A Black Ant on a Black Stone

بِسۡمِ ٱللهِ ٱلرَّحۡمَـٰنِ ٱلرَّحِيمِ

The following is adapted from Signs on the Horizons by Shaykh Harun Michael Sugich. 

“One walked past them or around them with barely a glance.  They were a background feature, local colour – the dregs of society, forgotten, anonymous – these beggars who gathered outside the mosques of the Old City of Meknes between the prayers and at the edge of marketplaces.  They were all registered as officially indigent, miskin, and thus legally permitted to take alms.  Even so, the authorities would periodically round them up and clap them in jail to clear the streets.  Most suffered from a severe infirmity.  Among them was a blind man who sat patiently in his position every day and waited for his provision. 

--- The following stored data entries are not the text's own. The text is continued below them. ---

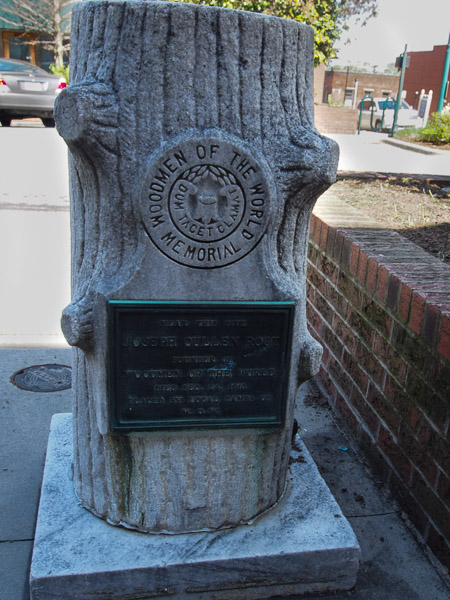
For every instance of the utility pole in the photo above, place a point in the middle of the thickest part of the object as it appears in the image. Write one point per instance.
(444, 83)
(403, 62)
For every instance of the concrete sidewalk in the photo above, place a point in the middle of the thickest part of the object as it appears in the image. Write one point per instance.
(377, 152)
(394, 567)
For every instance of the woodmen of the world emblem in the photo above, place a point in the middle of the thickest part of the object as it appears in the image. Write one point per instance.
(205, 201)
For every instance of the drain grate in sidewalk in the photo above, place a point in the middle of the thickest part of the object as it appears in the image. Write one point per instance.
(43, 378)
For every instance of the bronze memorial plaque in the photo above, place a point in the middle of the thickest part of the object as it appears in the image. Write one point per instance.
(212, 364)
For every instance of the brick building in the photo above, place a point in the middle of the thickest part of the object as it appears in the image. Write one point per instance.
(349, 87)
(425, 72)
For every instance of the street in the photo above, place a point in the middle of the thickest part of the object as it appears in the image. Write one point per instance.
(35, 231)
(34, 236)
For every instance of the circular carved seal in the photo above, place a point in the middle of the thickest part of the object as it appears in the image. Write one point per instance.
(205, 202)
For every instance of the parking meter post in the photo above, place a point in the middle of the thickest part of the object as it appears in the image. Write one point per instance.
(444, 82)
(361, 106)
(400, 89)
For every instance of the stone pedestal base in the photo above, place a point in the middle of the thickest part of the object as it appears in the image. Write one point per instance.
(303, 545)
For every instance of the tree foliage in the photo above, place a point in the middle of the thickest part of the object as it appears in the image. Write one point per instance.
(50, 19)
(326, 16)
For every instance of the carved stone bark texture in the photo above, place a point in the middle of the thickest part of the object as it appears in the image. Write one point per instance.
(142, 75)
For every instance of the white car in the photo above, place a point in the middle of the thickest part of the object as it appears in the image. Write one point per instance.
(372, 114)
(27, 91)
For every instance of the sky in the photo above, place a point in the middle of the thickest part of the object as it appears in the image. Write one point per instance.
(421, 24)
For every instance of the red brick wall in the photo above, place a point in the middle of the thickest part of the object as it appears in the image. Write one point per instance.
(425, 72)
(337, 81)
(380, 306)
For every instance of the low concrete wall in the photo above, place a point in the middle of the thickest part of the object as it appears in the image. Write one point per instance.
(333, 119)
(380, 306)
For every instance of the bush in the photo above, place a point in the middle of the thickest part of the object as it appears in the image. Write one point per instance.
(61, 71)
(437, 130)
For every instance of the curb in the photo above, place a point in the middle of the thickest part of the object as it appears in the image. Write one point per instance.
(411, 147)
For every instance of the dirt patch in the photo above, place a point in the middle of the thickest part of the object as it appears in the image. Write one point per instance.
(419, 209)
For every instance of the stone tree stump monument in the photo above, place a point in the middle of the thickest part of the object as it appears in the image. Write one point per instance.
(194, 168)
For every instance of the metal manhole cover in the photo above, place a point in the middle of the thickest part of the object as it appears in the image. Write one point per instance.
(43, 378)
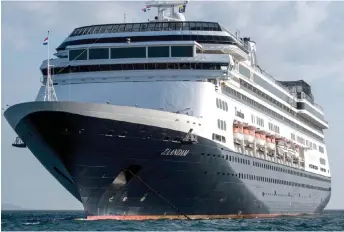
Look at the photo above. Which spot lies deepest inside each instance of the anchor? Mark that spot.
(19, 143)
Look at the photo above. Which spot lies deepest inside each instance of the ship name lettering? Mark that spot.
(175, 152)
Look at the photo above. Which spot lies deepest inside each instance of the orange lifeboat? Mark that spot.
(270, 143)
(260, 139)
(237, 132)
(249, 134)
(297, 151)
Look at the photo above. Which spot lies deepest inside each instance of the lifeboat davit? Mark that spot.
(249, 135)
(270, 143)
(297, 151)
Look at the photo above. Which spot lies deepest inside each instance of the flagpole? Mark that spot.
(48, 79)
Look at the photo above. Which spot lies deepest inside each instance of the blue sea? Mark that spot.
(330, 220)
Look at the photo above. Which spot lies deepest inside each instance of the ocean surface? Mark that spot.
(330, 220)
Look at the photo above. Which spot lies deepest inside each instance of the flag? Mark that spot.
(146, 8)
(45, 41)
(182, 8)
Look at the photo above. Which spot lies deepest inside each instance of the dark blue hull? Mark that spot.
(120, 168)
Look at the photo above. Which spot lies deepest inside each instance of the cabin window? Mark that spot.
(321, 149)
(78, 54)
(159, 51)
(244, 71)
(123, 53)
(98, 53)
(181, 51)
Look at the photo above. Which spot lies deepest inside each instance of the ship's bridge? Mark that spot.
(201, 32)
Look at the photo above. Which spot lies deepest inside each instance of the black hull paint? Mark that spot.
(209, 180)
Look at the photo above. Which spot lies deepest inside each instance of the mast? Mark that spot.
(50, 94)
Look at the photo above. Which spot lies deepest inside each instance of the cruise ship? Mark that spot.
(174, 119)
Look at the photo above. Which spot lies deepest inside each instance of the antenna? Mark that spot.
(50, 94)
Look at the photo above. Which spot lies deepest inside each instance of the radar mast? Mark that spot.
(166, 11)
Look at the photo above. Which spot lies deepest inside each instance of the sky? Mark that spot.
(295, 40)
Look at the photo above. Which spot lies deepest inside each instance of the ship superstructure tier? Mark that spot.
(173, 118)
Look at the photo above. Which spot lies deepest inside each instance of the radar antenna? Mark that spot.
(166, 10)
(50, 94)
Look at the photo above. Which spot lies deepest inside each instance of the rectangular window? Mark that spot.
(321, 149)
(322, 161)
(181, 51)
(98, 53)
(123, 53)
(292, 136)
(160, 51)
(78, 54)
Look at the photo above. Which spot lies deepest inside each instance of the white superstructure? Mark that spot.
(196, 68)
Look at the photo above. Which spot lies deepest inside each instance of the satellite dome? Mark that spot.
(178, 16)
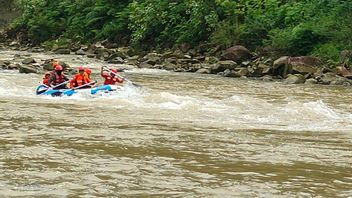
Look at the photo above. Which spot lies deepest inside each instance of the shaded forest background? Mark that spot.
(321, 28)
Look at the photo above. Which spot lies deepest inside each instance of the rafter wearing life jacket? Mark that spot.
(111, 77)
(57, 77)
(80, 79)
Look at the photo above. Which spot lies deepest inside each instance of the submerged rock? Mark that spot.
(295, 79)
(237, 53)
(26, 69)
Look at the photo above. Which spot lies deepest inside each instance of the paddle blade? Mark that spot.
(41, 89)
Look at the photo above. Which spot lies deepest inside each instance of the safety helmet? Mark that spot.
(88, 71)
(58, 68)
(80, 68)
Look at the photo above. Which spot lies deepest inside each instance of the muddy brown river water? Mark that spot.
(180, 135)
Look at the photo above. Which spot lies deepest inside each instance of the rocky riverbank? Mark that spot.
(234, 62)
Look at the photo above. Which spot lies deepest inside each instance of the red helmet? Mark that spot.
(80, 68)
(58, 68)
(88, 71)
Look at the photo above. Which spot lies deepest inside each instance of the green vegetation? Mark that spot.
(290, 27)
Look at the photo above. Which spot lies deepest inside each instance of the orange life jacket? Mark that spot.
(58, 79)
(80, 80)
(46, 79)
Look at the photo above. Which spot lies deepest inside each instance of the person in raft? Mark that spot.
(110, 76)
(54, 62)
(57, 78)
(80, 79)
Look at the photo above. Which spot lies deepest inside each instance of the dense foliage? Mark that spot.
(317, 27)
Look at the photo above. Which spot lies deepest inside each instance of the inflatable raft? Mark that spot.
(45, 90)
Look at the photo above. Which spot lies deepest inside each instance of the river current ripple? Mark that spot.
(180, 135)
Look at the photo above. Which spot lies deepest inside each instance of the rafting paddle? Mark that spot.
(72, 91)
(43, 88)
(125, 79)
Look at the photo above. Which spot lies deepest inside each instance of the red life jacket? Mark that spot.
(58, 79)
(46, 79)
(80, 80)
(110, 80)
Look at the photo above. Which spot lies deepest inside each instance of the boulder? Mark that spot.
(37, 49)
(304, 69)
(28, 69)
(4, 64)
(28, 61)
(267, 78)
(295, 79)
(341, 81)
(188, 61)
(203, 71)
(116, 60)
(63, 51)
(344, 72)
(102, 53)
(13, 66)
(145, 65)
(304, 64)
(184, 47)
(222, 66)
(169, 66)
(346, 56)
(152, 58)
(326, 78)
(132, 60)
(311, 81)
(281, 67)
(80, 52)
(259, 70)
(237, 53)
(238, 73)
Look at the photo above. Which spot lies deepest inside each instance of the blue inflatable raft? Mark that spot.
(45, 90)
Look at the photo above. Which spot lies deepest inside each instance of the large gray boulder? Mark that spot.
(304, 64)
(63, 51)
(295, 79)
(28, 61)
(237, 53)
(281, 67)
(26, 69)
(222, 66)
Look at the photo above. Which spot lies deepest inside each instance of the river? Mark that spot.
(179, 135)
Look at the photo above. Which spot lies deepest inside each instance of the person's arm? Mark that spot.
(119, 80)
(66, 78)
(52, 79)
(72, 82)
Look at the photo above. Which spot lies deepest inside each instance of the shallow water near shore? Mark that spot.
(180, 135)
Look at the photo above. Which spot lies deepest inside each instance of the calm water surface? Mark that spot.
(180, 135)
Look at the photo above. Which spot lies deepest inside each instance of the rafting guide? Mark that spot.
(55, 82)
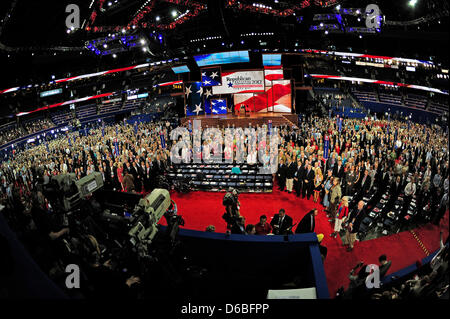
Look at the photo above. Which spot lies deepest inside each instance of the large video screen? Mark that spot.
(222, 58)
(180, 69)
(275, 99)
(271, 59)
(240, 82)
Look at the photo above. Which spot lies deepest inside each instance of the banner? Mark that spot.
(211, 76)
(276, 98)
(194, 95)
(326, 146)
(219, 106)
(240, 82)
(163, 140)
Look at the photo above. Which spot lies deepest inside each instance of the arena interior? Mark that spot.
(224, 150)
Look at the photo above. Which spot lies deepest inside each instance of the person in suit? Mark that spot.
(338, 169)
(308, 181)
(281, 223)
(355, 218)
(299, 177)
(290, 172)
(364, 184)
(238, 227)
(308, 222)
(281, 175)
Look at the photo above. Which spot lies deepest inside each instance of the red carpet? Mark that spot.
(200, 209)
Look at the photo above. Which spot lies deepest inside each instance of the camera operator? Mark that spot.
(232, 206)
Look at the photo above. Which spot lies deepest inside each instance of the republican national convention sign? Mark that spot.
(240, 82)
(211, 77)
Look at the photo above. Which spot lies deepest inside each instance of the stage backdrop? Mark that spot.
(240, 82)
(276, 98)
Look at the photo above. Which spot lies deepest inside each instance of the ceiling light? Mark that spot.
(412, 3)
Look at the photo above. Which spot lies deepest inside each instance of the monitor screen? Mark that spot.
(271, 59)
(222, 58)
(180, 69)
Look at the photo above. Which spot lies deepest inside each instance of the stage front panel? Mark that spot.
(277, 98)
(240, 82)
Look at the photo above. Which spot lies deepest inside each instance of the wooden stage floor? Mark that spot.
(244, 120)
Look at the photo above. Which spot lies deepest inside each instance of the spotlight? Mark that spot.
(412, 3)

He had been blind from childhood, the victim of trachoma, a disease transmitted by flies, often to young children.  He would pass his days performing invocations, dzikrullah, and occasionally chat with his fellow beggars.  He never asked passersby for alms.  He simply sat outside the mosque patiently.  He was always pleasant, always smiling.  At the end of the day, he would wrap his coins in a white handkerchief, pull himself up by his cane and make his way back through the winding cobbled streets of the Old Town to the zawiyah where he lived. 

Si Khalifa shared a room off the public area with other fuqara’.  He had few possessions.  He shaved his head, so he did not need a comb.  He was blind, so he did not need a mirror.  He had an arak stick to clean his teeth and a bar of soap to wash with, and he had a small purse to keep the coins he collected.  He would put each coin in his mouth to determine its denomination.  He had only one change of clothes, which he kept scrupulously clean.  He may have had an extra pair of socks and an extra handkerchief.  I do not know.  Whatever he did possess he meticulously stored in his bedroll, which he put away in a cupboard every day.  He left no trace.  I once saw him washing his grey jillabah and turban by hand.  He wore a long undershirt and had to remain in his underclothes until his jillabah dried in the sunlight. 

His sense of good humour never flagged.  Blind eyes closed, he smiled constantly, laughed easily.  He was satisfied with his place in the world.  His face had a luminous moon-like quality.  He never ceased invoking God.  He is a hidden treasure, the incarnation of the Sufi aspiration to ‘be like a black ant on a black stone at midnight’.” 

In a hadits qudsi, Allah (s.w.t.) Says, “If I Deprive My servant of his two eyes in this lower world, I shall Give him in compensation nothing less than Paradise.”